O'Malley studiava ogni sua mossa.

“Da quello che ho sentito,” continuò lui, “sei stata fregata, e clamorosamente, da quello psicopatico di Harvard. Ti ha fatto fare la figura dell'idiota. Ha distrutto la tua vita. Da avvocato di successo a fallimento, poi più niente. E infine il passaggio a recluta della polizia. Non deve essere stato piacevole.”

Avery si agitò sulla sedia. Perché doveva rivangare il suo passato? Perché in quel momento? Quel giorno doveva festeggiare la sua promozione alla Omicidi, non voleva rovinarlo, e di sicuro non voleva stare a ripensare al passato. Quel che era fatto, era fatto. Poteva solo guardare avanti.

“Ma hai ribaltato la situazione,” e annuì in segno di rispetto, “ti sei fatta una nuova vita, qui. Stavolta dalla parte giusta. Devo concedertelo. Ma,” aggiunse, studiandola da capo a piedi, “devo assicurarmi che tu sia pronta. Sei pronta?”

Lei lo fissò a sua volta, chiedendosi il perché di quel discorso.

“Se non fossi pronta,” rispose, “non sarei qui.”

Lui annuì, apparentemente soddisfatto.

“Ci hanno appena chiamati,” disse. “Una ragazza morta. Messa in posa. Non sembra niente di buono. I ragazzi sulla scena non sanno che pesci pigliare.”

 

Il cuore di Avery iniziò a battere più in fretta.

“Sono pronta,” ripeté.

“Lo sei davvero?” chiese lui. “Sei brava, ma se questa cosa si rivela troppo grossa, voglio essere sicuro che non crolli.”

“Non succederà,” confermò lei.

“È quello che volevo sentire,” disse lui e spinse dei documenti sopra la scrivania. “Dylan Connelly sovrintende alla Omicidi. Ora è lì a lavorare con la scientifica. Hai anche un nuovo partner, cerca di non farlo ammazzare.”

“Non è stata colpa mia,” si lamentò Avery, furiosa dentro di sé per la recente indagine degli Affari Interni, tutto perché il suo ex partner, un bigotto esaltato, era stato precipitoso e aveva cercato di infiltrarsi da solo in una banda per prendersi il merito del suo lavoro.

Il capo indicò fuori dalla porta.

“Il tuo partner sta aspettando.

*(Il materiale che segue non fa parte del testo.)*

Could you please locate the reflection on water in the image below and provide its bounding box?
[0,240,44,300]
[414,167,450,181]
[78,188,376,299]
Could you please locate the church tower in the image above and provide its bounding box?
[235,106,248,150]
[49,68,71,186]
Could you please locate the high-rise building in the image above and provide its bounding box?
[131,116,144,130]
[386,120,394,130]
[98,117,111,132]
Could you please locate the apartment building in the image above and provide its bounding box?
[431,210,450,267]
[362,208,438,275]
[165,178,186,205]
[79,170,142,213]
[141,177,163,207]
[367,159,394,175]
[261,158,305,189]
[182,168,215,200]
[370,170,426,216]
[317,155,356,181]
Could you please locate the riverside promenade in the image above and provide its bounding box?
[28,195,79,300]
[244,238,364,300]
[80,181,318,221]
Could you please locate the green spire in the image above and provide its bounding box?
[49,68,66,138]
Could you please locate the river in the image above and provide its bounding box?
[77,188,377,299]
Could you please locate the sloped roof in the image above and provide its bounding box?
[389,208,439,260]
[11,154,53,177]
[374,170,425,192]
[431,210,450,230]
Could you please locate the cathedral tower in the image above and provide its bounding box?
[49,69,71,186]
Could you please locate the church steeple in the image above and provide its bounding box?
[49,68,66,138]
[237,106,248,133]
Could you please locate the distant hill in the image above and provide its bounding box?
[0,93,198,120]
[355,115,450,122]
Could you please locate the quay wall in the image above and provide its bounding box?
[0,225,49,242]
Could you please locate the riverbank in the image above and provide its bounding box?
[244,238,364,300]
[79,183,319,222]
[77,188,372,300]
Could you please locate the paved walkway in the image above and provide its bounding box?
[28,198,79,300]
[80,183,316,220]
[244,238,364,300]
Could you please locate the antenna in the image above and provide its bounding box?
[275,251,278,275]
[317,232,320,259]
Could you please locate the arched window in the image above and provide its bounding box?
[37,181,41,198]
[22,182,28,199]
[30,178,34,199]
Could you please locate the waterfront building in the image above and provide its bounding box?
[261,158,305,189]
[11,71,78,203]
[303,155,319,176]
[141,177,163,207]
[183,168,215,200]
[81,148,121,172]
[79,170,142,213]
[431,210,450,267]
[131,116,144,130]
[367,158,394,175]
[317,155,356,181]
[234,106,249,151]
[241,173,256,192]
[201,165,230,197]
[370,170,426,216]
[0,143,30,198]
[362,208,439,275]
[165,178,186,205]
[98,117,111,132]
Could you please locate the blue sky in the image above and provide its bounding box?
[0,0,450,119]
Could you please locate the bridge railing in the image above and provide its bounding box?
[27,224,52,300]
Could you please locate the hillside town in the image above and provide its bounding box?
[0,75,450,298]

Ti ho nominata detective capo. Non farmene pentire.”

Lei si voltò e trovò Ramirez in attesa.

Emise un lamento.

“Ramirez? Perché lui?”

“Sinceramente?” Il capitano scrollò le spalle. “È l'unico che ha voluto lavorare con te. Tutti gli altri sembrano odiarti.”

Lei sentì stringersi lo stomaco.

“Procedi con attenzione, giovane detective,” aggiunse lui mentre si alzava, segnalandole che il loro incontro era finito. “Avrai bisogno di più amici possibile.”